Boundaries and barbarians: ontological (in)security and the [cyber?] war on universities

Jana Bacevic:

In this context, it should not be surprising that many academics fear digital technologies: anything that tests the material/symbolic boundaries of our own existence is bound to be seen as troubling/dirty/dangerous. This brings to mind Kavafy’s poem (and J.M. Coetzee’s novel) Waiting for the Barbarians, in which an outpost of the Empire prepares for the attack of ‘the barbarians’ – that, in fact, never arrives. The trope of the university as a bulwark against and/or at danger of descending into barbarism has been explored by a number of writers, including Thorstein Veblen and, more recently, Roy Coleman. Regardless of the accuracy or historical stretchability of the trope, what I am most interested in is its use as a simultaneously diagnostic and normative narrative that frames and situates the current transformation of higher education and research.

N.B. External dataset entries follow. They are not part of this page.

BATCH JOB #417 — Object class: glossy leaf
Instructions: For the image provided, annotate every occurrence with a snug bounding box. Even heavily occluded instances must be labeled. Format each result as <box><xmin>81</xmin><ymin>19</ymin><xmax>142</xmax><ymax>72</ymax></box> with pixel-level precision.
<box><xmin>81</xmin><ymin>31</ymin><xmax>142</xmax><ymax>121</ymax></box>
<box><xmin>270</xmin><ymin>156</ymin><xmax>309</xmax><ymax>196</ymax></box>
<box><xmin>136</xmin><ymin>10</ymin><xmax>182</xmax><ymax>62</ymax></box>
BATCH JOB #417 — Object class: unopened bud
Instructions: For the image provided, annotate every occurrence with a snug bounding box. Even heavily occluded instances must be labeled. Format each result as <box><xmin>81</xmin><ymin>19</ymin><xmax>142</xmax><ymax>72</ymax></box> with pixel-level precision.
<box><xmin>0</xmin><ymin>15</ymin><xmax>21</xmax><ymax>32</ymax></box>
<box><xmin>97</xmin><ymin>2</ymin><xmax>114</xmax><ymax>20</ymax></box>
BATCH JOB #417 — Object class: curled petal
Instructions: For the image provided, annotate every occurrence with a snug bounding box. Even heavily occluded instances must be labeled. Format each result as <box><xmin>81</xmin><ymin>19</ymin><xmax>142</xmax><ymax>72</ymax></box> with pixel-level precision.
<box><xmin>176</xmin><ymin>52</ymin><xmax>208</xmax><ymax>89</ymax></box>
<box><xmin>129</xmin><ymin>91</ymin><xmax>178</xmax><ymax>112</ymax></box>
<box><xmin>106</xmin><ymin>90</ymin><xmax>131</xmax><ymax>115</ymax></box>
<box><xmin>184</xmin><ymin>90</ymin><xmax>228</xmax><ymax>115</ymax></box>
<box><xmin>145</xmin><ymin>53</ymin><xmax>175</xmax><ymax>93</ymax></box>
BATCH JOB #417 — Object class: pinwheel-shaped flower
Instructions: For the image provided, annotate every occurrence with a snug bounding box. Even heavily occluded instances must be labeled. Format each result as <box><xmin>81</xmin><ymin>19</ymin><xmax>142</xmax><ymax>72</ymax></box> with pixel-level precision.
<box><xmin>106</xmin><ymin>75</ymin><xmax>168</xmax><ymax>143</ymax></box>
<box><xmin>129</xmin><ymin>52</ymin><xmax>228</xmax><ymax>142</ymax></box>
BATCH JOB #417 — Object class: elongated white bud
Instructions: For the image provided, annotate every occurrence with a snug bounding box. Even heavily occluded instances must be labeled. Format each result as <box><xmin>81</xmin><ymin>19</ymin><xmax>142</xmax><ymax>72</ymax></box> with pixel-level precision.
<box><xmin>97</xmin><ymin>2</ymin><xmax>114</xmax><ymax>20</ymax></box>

As the last line of Kavafy’s poem suggests, barbarians represent ‘a kind of solution’: a solution for the otherwise unanswered question of the role and purpose of universities in the 21st century, which began to be asked ever more urgently with the post-war expansion of higher education, only to be shut down by the integration/normalization of the soixante-huitards in what Boltanski and Chiapello have recognised as contemporary capitalism’s almost infinite capacity to appropriate critique. Disentangling this dynamic is key to understanding contemporary clashes and conflicts over the nature of knowledge production. Rather than locating dangers to the university firmly beyond the gates, then, perhaps we could use the current crisis to think about how we perceive, negotiate, and preserve the boundaries between ‘in’ and ‘out’. Until we have a space to do that, I believe we will continue building walls only to realise we have been left on the wrong side.